Why have two sensitivity analysis parameters?
\item Let's try the HHH method. We would like to calculate $\teeW$ and $\pcor$ for
each variable used in the matching (and/or maybe some others). In the
article, they distinguish between numeric variables (where we can just
grab the $t$-statistic from a linear model) and multicategory/factor
variables (for which a simple $t$-statistic from a linear model is not
available and is approximated by an $F$-statistic).
<<defspecpar,eval=TRUE,echo=TRUE>>=
source(url("http://jakebowers.org/ICPSR/hhhsensfns.R"))
@
<<usespecpars,cache=TRUE>>=
myfmmaker<-function(newdat,newcovs,keepcov,treatment){
## newdat is a new data frame
## newcovs is a vector of covariate names
## treatment is the name of the treatment variable
## keepcov is a vector that we never drop from the absolute scalar distance but can drop in other distance matrices
balfmla<-reformulate(newcovs,response=treatment)
## Scalar distance on baseline outcome
tmp <- keepcov
names(tmp) <- rownames(newdat)
absdist <- match_on(tmp, z = newdat[,treatment])
## Mh Distance
mhd<-match_on(balfmla,data=meddat)
## PS Distance
## bayesglm1<-bayesglm(balfmla,data=newdat,family=binomial)
## ps<-predict(bayesglm1)
## names(ps)<-row.names(newdat)
## psd<-match_on(ps,z=newdat[,treatment])
thefm<-fullmatch(mhd+caliper(absdist,1),
data=meddat)
return(thefm)
}
## first turn all logical variables into numeric variables
## because of funny problems with the formula handling
medadjdat<-meddat[,all.vars(balfmla)[-c(1,20)]]
adjcovs<-c(names(medadjdat),"nhClass") ## adding Class to show how to deal with categorical variables
## Try it for one continuous covariate
specpars.ps(dat=meddat,covs=adjcovs,dropcov="nhPopD",
type=1, outcome="HomRate0803", treatment="nhTrt",
fmmaker=myfmmaker,keepcov=meddat$HomRate03)
## Try it for a categorical covariate
specpars.ps(dat=meddat,covs=adjcovs,dropcov="nhClass",
type=2, outcome="HomRate0803", treatment="nhTrt",
fmmaker=myfmmaker,keepcov=meddat$HomRate03)
## Do it for all of the covariates that we worry about.
specps.res<-sapply(adjcovs,function(thecov){
message(thecov) ## just to see what it is doing
specpars.ps(dat=meddat,covs=adjcovs,dropcov=thecov,
type=is.factor(meddat[,thecov])+1,
outcome="HomRate0803", treatment="nhTrt",
fmmaker=myfmmaker,keepcov=meddat$HomRate03)
})
rownames(specps.res) = c("r.par", "t.w", "b", "se.b", "df", "add.b", "add.se.b")
@
<<echo=FALSE>>=
tmp<-round(specps.res[,"nhPopD"],4)
@
So, let us consider the results for population density.
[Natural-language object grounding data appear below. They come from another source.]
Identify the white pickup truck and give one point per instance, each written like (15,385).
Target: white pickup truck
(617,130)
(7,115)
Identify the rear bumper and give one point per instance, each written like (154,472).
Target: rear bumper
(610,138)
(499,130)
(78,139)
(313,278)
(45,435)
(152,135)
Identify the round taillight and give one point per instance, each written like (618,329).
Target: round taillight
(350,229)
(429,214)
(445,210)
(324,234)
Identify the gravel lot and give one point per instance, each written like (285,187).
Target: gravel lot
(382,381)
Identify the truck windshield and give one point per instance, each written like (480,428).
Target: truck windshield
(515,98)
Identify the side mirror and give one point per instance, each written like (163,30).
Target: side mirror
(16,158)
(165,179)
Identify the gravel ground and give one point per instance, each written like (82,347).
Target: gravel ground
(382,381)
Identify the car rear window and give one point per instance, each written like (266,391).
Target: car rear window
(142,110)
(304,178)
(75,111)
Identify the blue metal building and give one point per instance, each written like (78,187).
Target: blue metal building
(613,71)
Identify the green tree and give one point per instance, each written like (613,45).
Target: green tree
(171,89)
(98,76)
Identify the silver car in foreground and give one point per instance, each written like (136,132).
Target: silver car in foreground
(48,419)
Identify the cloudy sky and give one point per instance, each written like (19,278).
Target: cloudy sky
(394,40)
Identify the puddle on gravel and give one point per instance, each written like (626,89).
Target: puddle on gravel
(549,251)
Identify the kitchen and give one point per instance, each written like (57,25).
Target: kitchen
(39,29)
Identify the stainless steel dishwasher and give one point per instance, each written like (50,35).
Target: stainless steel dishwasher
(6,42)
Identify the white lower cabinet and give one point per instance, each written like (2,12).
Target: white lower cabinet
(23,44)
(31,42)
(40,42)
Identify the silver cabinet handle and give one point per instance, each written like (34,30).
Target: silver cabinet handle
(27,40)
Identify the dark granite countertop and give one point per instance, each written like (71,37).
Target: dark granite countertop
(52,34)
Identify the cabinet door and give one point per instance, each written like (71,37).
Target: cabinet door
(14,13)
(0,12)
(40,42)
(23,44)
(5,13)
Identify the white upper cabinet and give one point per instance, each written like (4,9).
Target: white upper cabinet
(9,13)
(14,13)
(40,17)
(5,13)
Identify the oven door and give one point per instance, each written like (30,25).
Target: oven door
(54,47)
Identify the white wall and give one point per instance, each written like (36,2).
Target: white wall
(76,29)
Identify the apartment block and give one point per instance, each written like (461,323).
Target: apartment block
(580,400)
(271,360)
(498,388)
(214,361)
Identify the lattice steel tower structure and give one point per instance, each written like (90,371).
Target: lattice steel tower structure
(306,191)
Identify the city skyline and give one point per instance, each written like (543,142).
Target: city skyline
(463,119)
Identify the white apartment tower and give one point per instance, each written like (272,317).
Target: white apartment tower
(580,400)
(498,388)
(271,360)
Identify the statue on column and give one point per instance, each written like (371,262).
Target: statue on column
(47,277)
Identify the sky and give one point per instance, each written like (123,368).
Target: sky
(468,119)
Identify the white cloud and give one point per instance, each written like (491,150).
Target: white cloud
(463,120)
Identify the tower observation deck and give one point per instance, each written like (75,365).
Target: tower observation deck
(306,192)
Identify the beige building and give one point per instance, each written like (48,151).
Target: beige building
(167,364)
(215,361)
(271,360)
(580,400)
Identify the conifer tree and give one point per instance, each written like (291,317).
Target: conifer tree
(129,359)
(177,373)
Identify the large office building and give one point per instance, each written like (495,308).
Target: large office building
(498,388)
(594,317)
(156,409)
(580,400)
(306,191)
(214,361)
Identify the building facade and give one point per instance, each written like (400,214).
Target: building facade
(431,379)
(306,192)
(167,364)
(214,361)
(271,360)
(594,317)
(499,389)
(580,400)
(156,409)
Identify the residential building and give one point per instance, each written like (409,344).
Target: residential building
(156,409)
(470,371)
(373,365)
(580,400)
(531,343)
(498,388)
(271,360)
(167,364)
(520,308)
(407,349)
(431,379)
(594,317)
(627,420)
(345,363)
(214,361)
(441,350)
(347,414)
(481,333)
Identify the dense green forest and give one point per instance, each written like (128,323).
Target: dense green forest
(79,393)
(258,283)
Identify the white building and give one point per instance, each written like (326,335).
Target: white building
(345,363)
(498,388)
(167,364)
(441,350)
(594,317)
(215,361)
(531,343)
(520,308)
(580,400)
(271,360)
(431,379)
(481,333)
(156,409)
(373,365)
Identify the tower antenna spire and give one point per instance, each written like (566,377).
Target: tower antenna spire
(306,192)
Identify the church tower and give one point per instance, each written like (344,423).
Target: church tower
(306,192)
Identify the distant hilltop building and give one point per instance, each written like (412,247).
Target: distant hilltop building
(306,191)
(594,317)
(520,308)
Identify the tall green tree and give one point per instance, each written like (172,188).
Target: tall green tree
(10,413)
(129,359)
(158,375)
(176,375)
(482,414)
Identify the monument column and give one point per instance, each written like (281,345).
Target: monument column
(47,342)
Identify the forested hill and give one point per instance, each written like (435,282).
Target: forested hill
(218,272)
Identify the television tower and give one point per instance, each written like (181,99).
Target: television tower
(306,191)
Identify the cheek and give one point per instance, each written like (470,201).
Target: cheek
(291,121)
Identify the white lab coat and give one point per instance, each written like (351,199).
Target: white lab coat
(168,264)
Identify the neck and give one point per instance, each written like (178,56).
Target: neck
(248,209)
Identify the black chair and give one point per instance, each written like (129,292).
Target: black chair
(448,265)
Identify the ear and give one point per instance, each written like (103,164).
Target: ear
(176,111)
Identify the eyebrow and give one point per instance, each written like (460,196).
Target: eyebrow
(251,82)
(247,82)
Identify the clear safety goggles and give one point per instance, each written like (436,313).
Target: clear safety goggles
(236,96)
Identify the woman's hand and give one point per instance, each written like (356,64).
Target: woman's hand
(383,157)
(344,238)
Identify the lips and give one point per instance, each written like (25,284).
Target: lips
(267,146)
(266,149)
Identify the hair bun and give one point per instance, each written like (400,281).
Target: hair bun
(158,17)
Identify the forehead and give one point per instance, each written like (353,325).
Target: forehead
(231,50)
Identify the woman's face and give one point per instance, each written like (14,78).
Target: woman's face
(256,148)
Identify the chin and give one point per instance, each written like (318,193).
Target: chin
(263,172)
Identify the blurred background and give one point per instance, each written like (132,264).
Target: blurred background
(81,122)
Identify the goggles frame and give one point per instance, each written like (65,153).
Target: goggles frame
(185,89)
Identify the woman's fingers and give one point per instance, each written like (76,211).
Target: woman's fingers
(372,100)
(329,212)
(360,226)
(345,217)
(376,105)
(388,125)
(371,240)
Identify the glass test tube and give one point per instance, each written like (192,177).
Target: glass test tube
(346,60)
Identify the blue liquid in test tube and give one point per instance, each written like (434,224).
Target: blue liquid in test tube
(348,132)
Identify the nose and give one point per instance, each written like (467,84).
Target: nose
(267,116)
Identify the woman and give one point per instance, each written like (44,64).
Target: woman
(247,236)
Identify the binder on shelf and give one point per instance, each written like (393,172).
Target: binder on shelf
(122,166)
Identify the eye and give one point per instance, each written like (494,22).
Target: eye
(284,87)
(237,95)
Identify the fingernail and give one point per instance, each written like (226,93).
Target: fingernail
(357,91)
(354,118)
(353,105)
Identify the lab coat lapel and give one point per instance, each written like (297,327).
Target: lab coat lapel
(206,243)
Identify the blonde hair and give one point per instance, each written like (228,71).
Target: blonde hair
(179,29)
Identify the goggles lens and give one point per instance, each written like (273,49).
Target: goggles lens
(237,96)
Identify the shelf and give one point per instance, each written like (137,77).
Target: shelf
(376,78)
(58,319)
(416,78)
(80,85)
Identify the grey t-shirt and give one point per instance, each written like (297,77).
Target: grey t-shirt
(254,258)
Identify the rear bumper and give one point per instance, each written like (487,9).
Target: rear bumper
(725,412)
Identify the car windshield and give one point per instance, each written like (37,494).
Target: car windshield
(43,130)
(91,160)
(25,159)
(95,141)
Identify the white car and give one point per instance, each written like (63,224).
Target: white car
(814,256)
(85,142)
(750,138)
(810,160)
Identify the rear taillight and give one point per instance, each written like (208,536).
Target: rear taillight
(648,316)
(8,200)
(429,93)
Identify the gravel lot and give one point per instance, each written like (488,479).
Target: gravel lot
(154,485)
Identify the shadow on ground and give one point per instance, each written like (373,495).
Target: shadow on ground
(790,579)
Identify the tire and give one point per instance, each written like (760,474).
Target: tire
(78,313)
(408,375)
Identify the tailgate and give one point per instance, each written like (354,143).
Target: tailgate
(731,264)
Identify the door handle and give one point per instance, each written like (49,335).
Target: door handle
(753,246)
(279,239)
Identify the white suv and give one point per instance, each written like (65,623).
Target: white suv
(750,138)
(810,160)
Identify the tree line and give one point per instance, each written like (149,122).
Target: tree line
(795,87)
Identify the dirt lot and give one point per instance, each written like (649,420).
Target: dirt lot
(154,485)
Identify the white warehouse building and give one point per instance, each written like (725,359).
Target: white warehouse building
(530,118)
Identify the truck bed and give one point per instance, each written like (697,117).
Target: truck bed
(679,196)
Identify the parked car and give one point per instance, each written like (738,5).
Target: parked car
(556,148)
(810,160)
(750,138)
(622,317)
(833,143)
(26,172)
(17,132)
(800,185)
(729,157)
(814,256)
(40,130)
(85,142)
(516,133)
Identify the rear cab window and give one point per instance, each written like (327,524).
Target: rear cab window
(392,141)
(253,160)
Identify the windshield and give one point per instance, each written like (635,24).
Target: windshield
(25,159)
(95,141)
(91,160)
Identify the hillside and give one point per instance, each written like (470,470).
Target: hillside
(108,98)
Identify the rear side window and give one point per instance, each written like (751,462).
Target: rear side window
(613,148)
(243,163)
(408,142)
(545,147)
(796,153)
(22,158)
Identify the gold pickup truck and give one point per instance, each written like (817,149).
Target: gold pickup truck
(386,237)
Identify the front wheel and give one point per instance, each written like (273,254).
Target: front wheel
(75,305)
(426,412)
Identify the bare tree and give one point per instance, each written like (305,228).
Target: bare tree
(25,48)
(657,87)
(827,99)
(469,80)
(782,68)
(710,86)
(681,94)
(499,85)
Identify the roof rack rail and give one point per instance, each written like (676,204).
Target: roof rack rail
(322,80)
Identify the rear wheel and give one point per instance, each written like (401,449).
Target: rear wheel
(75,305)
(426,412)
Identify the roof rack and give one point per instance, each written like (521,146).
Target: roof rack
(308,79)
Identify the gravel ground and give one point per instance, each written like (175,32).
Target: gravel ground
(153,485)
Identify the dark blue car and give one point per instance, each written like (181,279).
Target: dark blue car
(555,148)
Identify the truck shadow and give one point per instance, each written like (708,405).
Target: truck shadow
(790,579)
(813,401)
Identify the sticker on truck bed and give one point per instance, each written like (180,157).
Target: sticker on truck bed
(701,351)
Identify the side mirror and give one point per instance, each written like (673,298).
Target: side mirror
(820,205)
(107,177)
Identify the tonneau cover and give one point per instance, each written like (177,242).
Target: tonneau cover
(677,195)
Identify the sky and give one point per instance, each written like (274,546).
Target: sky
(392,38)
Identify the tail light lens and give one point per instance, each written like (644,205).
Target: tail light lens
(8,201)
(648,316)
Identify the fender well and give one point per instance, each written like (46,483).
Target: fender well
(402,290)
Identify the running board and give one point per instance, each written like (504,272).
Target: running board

The elements of the
table are: $\pcor$, $\teeW$, the treatment effect (i.e. coef on nhTrt) when
this variable is \emph{not} included in the propensity model/matching; the
finite-sample (HC2approx) standard error on this coef; the df for that
regression (mainly relevant for factor variables); and the coef for nhTrt
when this term is included in the matching/fixed-effects and corresponding
standard error.
The most important pieces are the two sensitivity parameters. We can see that
we decrease "unexplained" variation in 2008 Homicide Rate by about
\Sexpr{tmp["r.par"]} when we include this term versus when we do not include
this term. And we see that this term is strongly related to the
neighborhood received the Metrocable intervention ($t$-statistic of about
\Sexpr{tmp["t.w"]}).
So, does this suggest that this design is very sensitive to unobserved
variables like population density? Why or why not?
\item We can see the range of both sensitivity parameters in this plot.
<<eval=TRUE,tidy=FALSE,out.width=".5\\textwidth">>=
plot(specps.res["r.par",],abs(specps.res["t.w",]))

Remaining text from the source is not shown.